“Let Maryland be foremost in the train To hail the muses to her happy shore— Let feats of science rise from ev'ry plain, And like the sun, her central radiance pour, To thee, great WASHINGTON! thy country's boast.”
Ode to Education. 1788. Samuel Knox, Headmaster of the Bladensburg Academy
George Washington House, Port O' Bladensburg, 1977.
A spirit of optimism, evident in this Ode to Education, pervaded America after it won the war for independence from Great Britain in 1783. Despite its decline as a tobacco port, Bladensburg experienced a rebirth and prospered in the more diversified economy of the new nation. Independence spurred entrepreneurs to invest in local enterprises: turnpikes, mills, factories and large plantations.

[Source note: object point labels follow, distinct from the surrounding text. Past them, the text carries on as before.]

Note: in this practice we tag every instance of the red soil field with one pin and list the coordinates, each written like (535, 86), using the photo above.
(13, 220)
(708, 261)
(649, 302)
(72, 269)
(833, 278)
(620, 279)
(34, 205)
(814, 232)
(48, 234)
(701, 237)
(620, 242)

For the residents of Bladensburg, there were many outlets for entertainment and refreshment. A local jockey club organized horse races, while hot-air balloon demonstrations by local lawyer and tavern keeper, Peter Carnes, gained national attention. A mineral spring known as the Spa attracted those seeking its benefits. On a more serious note, the establishment of the Bladensburg Academy was a point of pride, and its headmaster became a national spokesman for educational reform.
The Subscribers to the Bladensburg Jockey Club, are desired to meet at Twleve O’Clock , on Friday the 4th of July at the new Tavern in Bladensburg. Dinner will be on the Table at Three.